La storia, ovviamente, continua. Grazie all’affermarsi progressivo della cosiddetta dieta mediterranea, che valorizza i cereali rispetto ai grassi, la pizza torna spocchiosa da questo lato dell’oceano, e diviene il simbolo militante della guerra alle proteine. Non solo cibo economico e saporito, ma anche salutare. Il gioco è fatto: l’arte del pizzaiolo dal 2017 è stata iscritta dall’Unesco a esponente del patrimonio immateriale dell’umanità. Chapeau.

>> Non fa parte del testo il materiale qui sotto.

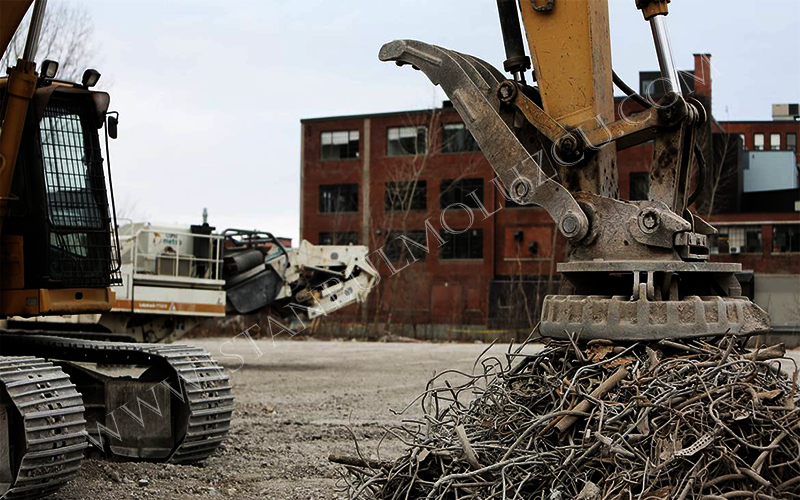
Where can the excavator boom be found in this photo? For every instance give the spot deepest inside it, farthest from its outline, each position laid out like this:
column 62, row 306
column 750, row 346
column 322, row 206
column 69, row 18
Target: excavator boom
column 12, row 12
column 636, row 270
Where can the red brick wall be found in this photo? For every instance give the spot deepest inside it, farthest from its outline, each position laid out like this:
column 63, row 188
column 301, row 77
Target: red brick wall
column 456, row 291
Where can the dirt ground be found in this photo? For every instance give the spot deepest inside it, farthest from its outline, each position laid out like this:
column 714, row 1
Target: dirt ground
column 293, row 405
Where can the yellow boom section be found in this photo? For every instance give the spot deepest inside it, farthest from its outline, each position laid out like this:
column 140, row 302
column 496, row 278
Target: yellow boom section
column 11, row 14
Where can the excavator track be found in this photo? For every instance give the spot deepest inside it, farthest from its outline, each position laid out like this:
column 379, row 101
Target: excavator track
column 204, row 393
column 47, row 431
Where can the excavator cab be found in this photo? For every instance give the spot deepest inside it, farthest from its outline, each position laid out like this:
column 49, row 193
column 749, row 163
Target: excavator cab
column 59, row 242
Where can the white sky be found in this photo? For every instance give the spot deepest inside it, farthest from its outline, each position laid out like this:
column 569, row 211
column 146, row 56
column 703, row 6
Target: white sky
column 211, row 92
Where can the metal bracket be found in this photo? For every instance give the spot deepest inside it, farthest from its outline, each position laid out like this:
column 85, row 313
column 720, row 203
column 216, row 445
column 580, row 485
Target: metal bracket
column 548, row 6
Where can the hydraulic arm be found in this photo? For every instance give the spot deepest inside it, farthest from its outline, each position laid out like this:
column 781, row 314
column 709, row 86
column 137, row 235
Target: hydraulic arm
column 636, row 269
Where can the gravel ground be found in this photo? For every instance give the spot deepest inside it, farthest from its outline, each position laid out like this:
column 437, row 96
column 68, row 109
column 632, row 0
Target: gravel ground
column 292, row 405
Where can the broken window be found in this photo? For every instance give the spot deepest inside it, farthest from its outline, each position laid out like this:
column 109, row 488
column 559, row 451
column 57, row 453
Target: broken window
column 775, row 142
column 466, row 245
column 458, row 191
column 398, row 250
column 340, row 145
column 639, row 186
column 338, row 238
column 456, row 138
column 336, row 198
column 406, row 141
column 402, row 196
column 758, row 142
column 786, row 238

Questa storia ha una morale che dovrebbe esser nota ma non fa male riprendere: inventare una tradizione non significa ingannare, creare dal nulla una cosa che nel passato non c’era; significa semmai reimbastire alcuni dati, ridistribuirli e reimpacchettarli per far emergere un potenziale al tempo stesso vecchio e nuovo, per scopi strategici, obiettivi ideali, gusti, valori che, stando al gioco, possono vincere come perdere. L’invenzione della tradizione, in questo senso, non è una specie di reato di lesa maestà delle tradizioni vere, genuine, originarie. Come non è forse abbastanza chiaro (diciamolo!) nel noto libro di Hobsbawm e Ranger che ha forgiato questa espressione, inventare la tradizione non significa mentire ma produrre linee genealogiche, costruire nuovi valori, compiere delle precise mosse nell’arena sociale e nella sfera culturale. Dal nostro punto di vista non si tratta dunque di smentire, di smitizzare, di ritrovare verità vere, origini autentiche, ma di ricostruire stratificazioni antropologiche, indicare fatalità storiche. Potremmo forse liberarci, allora, del mito delle identità dure e pure, ma anche con le demistificazioni tanto ostinate quanto inutili. Pensiamoci quando andiamo a votare. La pizza ci guarda, e se la ride.